Received: 28 June 2025; Accepted: 11 July 2025; Published: 31 July 2025.

Article Information

Citation: Elimby Ngande Lionel Patrick Joel, Nguea Ndjame Arlette and Fouda Menye Epouse Ebana Hermine Danielle. Dynamics of Erythropoietin Deficiency During the Progression of Chronic Kidney Disease: An Analysis from Stages I to V in Cameroonian Adults. Archives of Nephrology and Urology. 8 (2025): 89-93.
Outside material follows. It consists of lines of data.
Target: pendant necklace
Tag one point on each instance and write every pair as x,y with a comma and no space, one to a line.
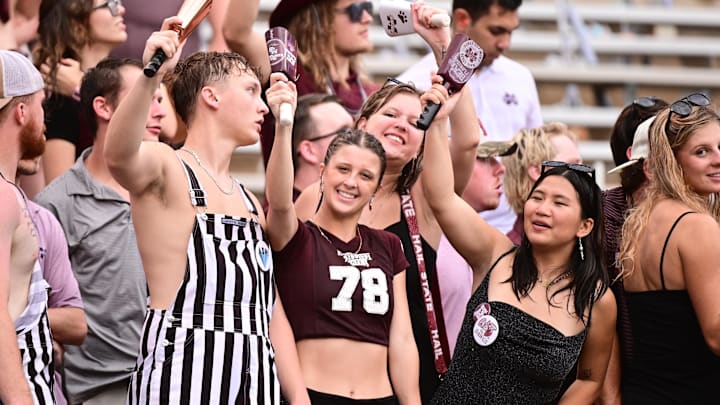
197,159
551,282
352,258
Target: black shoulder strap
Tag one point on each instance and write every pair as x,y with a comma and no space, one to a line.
667,239
197,194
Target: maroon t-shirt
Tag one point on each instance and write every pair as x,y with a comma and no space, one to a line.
353,96
326,295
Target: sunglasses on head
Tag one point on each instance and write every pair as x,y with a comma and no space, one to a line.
355,10
112,5
331,134
391,81
576,167
683,107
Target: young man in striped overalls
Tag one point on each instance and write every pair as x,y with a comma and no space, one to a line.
25,340
201,238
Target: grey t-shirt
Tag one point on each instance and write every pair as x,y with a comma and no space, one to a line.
106,262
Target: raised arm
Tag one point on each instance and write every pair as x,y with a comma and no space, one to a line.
13,386
307,201
478,242
281,217
595,354
463,118
464,139
701,269
241,38
132,163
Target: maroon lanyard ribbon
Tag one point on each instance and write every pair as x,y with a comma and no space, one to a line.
438,337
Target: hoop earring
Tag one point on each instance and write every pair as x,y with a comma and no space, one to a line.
321,195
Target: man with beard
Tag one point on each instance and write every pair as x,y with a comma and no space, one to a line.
25,340
94,211
504,91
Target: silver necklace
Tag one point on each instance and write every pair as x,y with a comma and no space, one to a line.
197,158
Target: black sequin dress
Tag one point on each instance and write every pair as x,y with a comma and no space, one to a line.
526,364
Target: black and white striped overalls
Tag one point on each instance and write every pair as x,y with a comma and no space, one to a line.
212,346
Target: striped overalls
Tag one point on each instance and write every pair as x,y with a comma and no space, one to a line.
34,338
212,346
35,341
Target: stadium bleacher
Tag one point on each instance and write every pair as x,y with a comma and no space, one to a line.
606,52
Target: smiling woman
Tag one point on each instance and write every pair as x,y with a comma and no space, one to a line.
74,35
352,324
537,308
671,275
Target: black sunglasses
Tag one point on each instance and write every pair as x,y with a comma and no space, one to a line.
576,167
331,134
355,10
112,5
683,107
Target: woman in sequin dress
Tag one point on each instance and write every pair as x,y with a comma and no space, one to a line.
536,309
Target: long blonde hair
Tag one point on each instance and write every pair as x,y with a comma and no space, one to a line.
534,147
668,181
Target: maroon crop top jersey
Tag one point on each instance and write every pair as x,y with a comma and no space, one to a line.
330,291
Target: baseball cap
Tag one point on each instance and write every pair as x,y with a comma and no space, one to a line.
18,77
494,149
640,146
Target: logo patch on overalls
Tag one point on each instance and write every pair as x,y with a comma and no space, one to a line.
263,255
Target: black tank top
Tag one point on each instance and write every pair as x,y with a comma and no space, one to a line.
670,362
525,365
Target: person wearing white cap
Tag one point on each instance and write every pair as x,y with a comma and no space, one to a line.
25,340
483,193
616,201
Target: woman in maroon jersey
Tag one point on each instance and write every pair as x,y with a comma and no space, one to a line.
342,284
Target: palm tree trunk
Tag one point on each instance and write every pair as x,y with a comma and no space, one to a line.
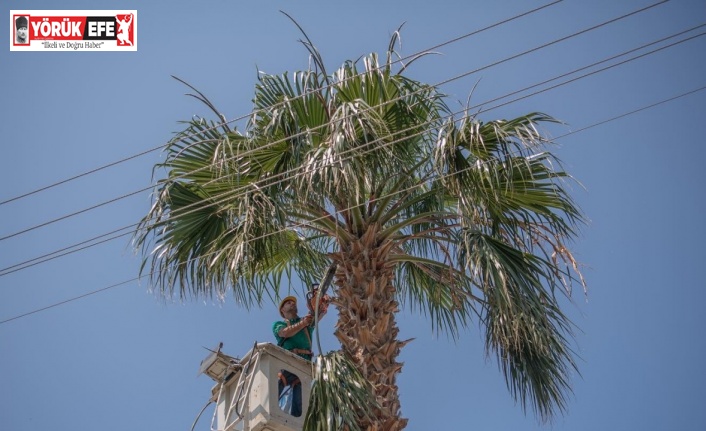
366,324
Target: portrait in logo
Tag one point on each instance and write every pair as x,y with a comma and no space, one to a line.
124,29
21,30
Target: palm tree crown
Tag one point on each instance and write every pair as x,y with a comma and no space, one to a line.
414,205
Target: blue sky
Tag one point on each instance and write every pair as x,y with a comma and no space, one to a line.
123,359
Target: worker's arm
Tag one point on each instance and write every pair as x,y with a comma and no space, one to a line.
289,331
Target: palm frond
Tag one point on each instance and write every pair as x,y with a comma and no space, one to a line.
340,396
525,327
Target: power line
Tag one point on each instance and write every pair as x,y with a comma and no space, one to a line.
562,136
302,133
400,60
232,194
76,298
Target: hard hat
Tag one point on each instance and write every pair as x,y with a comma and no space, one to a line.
289,298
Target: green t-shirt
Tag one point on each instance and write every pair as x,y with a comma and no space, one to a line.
300,340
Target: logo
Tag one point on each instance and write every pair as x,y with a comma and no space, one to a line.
73,30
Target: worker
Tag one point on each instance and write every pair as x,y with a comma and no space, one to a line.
293,334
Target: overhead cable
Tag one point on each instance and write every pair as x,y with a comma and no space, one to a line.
302,133
234,193
400,60
148,275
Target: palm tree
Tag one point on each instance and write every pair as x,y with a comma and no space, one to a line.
414,206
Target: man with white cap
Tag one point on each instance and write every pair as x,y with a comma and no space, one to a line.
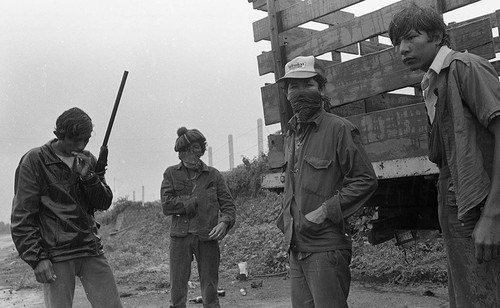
328,177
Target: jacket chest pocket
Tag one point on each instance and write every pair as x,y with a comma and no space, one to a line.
316,177
183,187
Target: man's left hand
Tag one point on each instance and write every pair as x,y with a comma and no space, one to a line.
82,164
318,215
486,237
218,232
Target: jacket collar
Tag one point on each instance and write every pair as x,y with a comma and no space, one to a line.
316,121
49,156
204,167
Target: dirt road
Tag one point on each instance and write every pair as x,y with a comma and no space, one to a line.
274,292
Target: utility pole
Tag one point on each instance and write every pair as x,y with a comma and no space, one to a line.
210,158
260,137
231,152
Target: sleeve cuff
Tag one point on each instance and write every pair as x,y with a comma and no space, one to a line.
333,210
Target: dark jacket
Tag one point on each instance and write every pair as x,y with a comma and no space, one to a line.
468,94
330,167
195,204
51,209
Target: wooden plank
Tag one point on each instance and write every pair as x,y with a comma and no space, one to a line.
279,60
472,35
303,12
394,133
496,65
376,103
261,27
362,77
391,100
349,32
270,104
265,60
352,31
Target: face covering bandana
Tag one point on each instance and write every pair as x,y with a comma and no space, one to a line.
190,159
305,103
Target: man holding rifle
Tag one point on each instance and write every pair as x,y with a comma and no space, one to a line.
56,192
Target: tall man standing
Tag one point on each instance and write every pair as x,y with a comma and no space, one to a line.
462,97
54,231
202,211
328,177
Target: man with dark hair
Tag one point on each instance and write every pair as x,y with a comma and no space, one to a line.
328,177
56,190
202,211
462,97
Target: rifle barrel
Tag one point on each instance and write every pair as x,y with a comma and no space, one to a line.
115,109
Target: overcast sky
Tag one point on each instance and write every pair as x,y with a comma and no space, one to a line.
191,63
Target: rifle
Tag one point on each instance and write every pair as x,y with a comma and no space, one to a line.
102,161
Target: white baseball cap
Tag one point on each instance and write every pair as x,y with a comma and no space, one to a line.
303,67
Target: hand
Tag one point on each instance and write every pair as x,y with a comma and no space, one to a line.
44,272
218,232
486,237
82,163
318,215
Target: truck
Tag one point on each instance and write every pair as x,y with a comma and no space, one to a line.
369,85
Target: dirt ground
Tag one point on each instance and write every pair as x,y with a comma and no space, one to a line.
18,289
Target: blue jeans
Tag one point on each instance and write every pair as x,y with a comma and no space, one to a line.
207,256
97,280
320,279
469,284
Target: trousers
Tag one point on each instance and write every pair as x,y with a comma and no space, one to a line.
207,253
469,284
97,280
320,279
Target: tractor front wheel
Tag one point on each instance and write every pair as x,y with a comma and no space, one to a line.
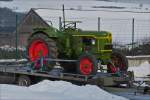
40,45
87,65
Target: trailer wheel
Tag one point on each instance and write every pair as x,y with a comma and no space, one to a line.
40,45
24,80
119,62
87,65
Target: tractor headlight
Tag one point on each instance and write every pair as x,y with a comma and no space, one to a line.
93,42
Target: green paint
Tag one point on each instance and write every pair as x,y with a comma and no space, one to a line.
71,42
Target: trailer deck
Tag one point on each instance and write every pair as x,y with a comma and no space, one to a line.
100,79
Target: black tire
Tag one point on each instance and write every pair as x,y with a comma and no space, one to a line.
24,80
51,44
93,61
119,60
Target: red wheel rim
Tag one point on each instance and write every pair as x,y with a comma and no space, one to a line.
37,49
86,66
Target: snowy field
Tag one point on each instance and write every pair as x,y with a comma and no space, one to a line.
55,90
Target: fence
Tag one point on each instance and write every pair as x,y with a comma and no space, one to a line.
130,35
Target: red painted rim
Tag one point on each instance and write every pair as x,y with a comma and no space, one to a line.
86,66
37,49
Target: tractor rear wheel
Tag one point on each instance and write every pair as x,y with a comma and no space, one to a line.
119,62
87,65
40,45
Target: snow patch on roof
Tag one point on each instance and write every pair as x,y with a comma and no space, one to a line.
56,90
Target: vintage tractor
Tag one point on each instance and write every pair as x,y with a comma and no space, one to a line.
90,49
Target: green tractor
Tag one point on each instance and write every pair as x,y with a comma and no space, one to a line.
89,49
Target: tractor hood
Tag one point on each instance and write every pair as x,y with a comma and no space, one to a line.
94,34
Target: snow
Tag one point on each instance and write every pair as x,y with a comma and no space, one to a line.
141,71
55,90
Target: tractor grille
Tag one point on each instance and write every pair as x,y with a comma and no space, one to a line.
108,47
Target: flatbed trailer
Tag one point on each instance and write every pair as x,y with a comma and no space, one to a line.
23,75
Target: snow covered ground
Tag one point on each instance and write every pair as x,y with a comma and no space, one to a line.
55,90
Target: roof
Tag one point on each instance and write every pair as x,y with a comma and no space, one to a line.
87,17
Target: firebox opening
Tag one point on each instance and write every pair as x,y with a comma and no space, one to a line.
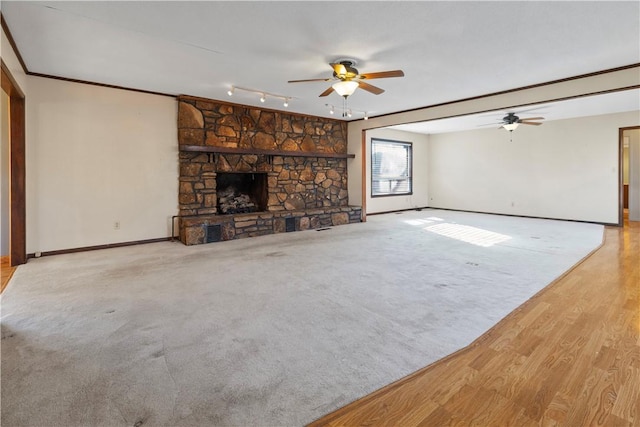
241,192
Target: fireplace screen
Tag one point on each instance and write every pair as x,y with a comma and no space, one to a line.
241,192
DOI: 10.26502/anu.2644-2833101

Abstract

Keywords

Erythropoietin deficiency; Chronic kidney disease; Stage; Cameroonian adults

Article Details

1. Introduction

CKD (chronic kidney disease) is defined as any functional or structural abnormality of the kidney lasting more than three months, typically identified by a persistent decrease in the glomerular filtration rate (GFR < 60 mL/min/1.73 m²), or by the presence of albuminuria, morphological, or histological abnormalities. Globally, CKD affects over 850 million people—just over 10% of the population—and is now among the leading causes of non-communicable mortality [1]. In Cameroon, available studies report a CKD prevalence among adults ranging between 10% and 14%, primarily driven by hypertension, type 2 diabetes, and HIV infection. Among patients who reach end-stage renal disease and initiate hemodialysis, the one-year mortality rate ranges from 26.8% to 38.6%, underscoring the severity of renal prognosis in this resource-limited setting [2, 3]. Among the complications of CKD, normocytic normochromic anemia holds a central position. A recent meta-analysis estimated its overall prevalence at 42% across all CKD stages, with rates increasing alongside disease severity—up to 80% at stage 5. Anemia worsens fatigue, increases cardiac overload, and raises cardiovascular morbidity and mortality, the leading cause of death in these patients [4]. Pathophysiologically, this anemia mainly results from reduced renal erythropoietin (EPO) production—a phenomenon exacerbated by chronic inflammation, elevated hepcidin levels, and shortened red blood cell lifespan. In adults, serum EPO concentrations decrease as early as stage II and may be over ten times lower than expected for a given level of hypoxia [5, 6]. Since erythropoietin deficiency often precedes the drop in hemoglobin, quantifying serum EPO can help identify patients who may benefit from early initiation of erythropoiesis-stimulating agents, optimize iron stores, and ultimately reduce anemia-related mortality. However, data on EPO dynamics throughout CKD progression remain scarce in Cameroonian adults, highlighting the need for local studies to inform therapeutic strategies. The objective of this study was thus to describe the dynamics of erythropoietin concentrations from stages I to V of CKD in Cameroonian adults, in order to determine when erythropoietin deficiency becomes clinically significant and to support early screening and management strategies for anemia.

2. Methodology

2.1 Study design and setting

We conducted an analytical cross-sectional study over a 6-month period, from August 2024 to January 2025, in the nephrology department of Douala General Hospital, a public facility equipped with a dialysis unit.

2.2 Study population

The study population included all patients with confirmed CKD classified from stage I to stage V according to the KDIGO classification. Patients who consented to participate were included, while those who declined, were concurrently receiving non-steroidal anti-inflammatory drugs or cytotoxic agents, or had acute conditions likely to affect hematopoiesis were excluded. An exhaustive recruitment approach resulted in a final sample of 262 patients, exceeding the minimum required sample size of 169, based on the national prevalence of CKD.

2.3 Data collection

Data were collected using a standardized form covering sociodemographic, clinical, and biological variables (age, sex, occupation, eGFR, creatinine, and serum erythropoietin concentration). A 5 mL venous blood sample was collected from each participant; samples were transported to the laboratory, stored at 2–8°C, and analyzed within 24 hours. Erythropoietin was measured using a sandwich ELISA test, read in duplicate at 450/620 nm, with internal quality control.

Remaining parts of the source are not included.